With respect to efficacy in the treatment of acute vulvovaginal candidiasis, there is little difference between the various antifungal drugs and their route of administration. In the selection of an agent, however, several factors should be taken into consideration:

·               patient choice between a topical or oral preparation;

·               pregnancy, or the possibility of pregnancy at the time of treatment;

·               in the case of topical preparations, the possibility of damage to latex condoms or contraceptive diaphragms;

·               in the case of oral antifungal drugs, the possibility of drug interactions, although the risk is small with single-dose therapy;

·               cost.

Tables 11.2 and 11.3 summarize the available agents. With the possible exception of clotrimazole preparations for which data are lacking, the topical antifungal agents may alter the latex of condoms and contraceptive diaphragms, leading to failure. It is important that the patient is aware of this possibility. Although there is no evidence for any adverse effect in pregnancy, all topical agents should be used with caution, and only when the benefits of treatment are likely to outweigh any potential risk.

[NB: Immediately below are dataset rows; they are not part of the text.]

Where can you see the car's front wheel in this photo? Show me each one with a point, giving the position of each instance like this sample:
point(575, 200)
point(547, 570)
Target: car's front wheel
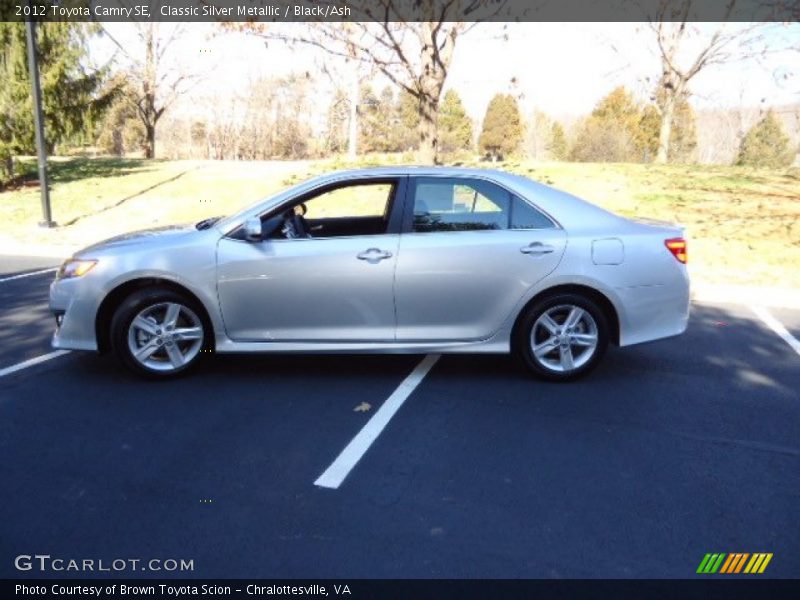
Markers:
point(158, 333)
point(562, 337)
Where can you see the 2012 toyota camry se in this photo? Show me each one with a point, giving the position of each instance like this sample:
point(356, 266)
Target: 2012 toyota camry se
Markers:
point(406, 259)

The patient should be fully involved in the discussions. The oral antifungal drugs should be avoided in the treatment of pregnant women with vulvovaginal candidiasis.

Table 11.2.

Topical agents for use in acute vulvovaginal candidiasis.

Antifungal agent

Formulation

Dosage

Clotrimazole

Vaginal pessary, containing 500 mg clotrimazole.

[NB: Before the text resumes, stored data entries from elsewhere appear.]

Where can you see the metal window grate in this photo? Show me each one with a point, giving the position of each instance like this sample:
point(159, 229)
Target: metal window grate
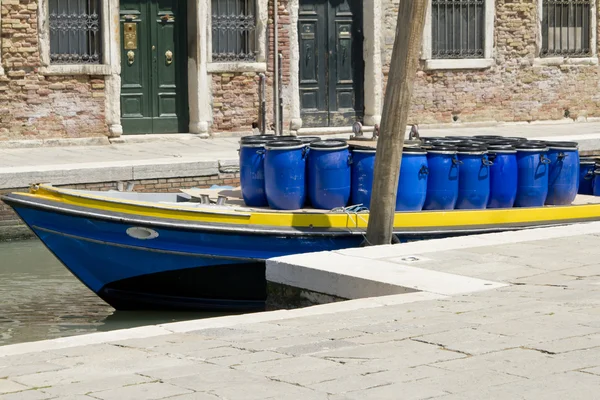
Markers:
point(458, 28)
point(75, 32)
point(566, 28)
point(233, 30)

One inserted at night for one night

 

Vaginal pessary, containing 200 mg clotrimazole,

One inserted nightly for 3 nights

 

Vaginal pessary, containing 100 mg clotrimazole

One inserted nightly for 6 nights

 

Vaginal cream, containing 10% clotrimazole

5 g inserted at night for one night

Miconazole

Capsule, containing 1200 mg miconazole

One inserted vaginally for one night

 

Cream, containing miconazole 2% w/w

5 g inserted nightly for 10–14 days, OR, twice daily for 7 days

Econazole

Vaginal pessary for single-dose use, containing 150 mg econazole

One inserted at night for one night

 

Cream, containing econazole 1% w/w

5 g inserted nightly for 14 days

Nystatin

Vaginal tablet containing 100,000 units nystatin

One inserted nightly for 14 nights

Table 11.3.

Oral antifungal agents for the treatment of acute vulvovaginal candidiasis.

Drug

Dosage

Fluconazole

150 mg capsule as single dose

Itraconazole

Two 100 mg capsules twice daily for 1 day

Margaret opts for treatment with a single clotrimazole pessary.

11.3 What Conditions May Pre-dispose to Acute Vulvovaginal Candidiasis?

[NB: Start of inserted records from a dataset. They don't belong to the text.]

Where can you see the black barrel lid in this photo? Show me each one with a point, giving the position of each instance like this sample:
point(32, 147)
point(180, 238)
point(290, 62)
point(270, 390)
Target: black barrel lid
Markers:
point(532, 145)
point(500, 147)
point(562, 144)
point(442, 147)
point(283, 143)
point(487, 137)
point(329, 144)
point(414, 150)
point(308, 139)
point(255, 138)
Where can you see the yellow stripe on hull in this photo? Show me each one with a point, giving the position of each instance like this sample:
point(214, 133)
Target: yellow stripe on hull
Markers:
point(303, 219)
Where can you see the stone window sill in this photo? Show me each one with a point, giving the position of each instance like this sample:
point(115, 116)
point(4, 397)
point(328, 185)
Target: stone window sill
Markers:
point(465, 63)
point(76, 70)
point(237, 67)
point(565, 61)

In the majority of women with acute vulvovaginal candidiasis, there are no obvious predisposing factors; Table 11.4, however, indicates some such factors.

Table 11.4.

Factors pre-disposing to acute vulvovaginal candidiasis.

Pregnancy

Uncontrolled diabetes mellitus

Immunosuppressive states, e.g., HIV infection

Immunosuppressive drugs, e.g., corticosteroids

Antibiotic use

 

Margaret is informed that if her symptoms do not resolve rapidly that she should re-attend the G.P.

Although the most likely diagnosis is candidiasis, failure to respond to antifungal therapy signals reconsideration of the diagnosis (but see Case 26).

The management of balanoposthitis is discussed in Case 12.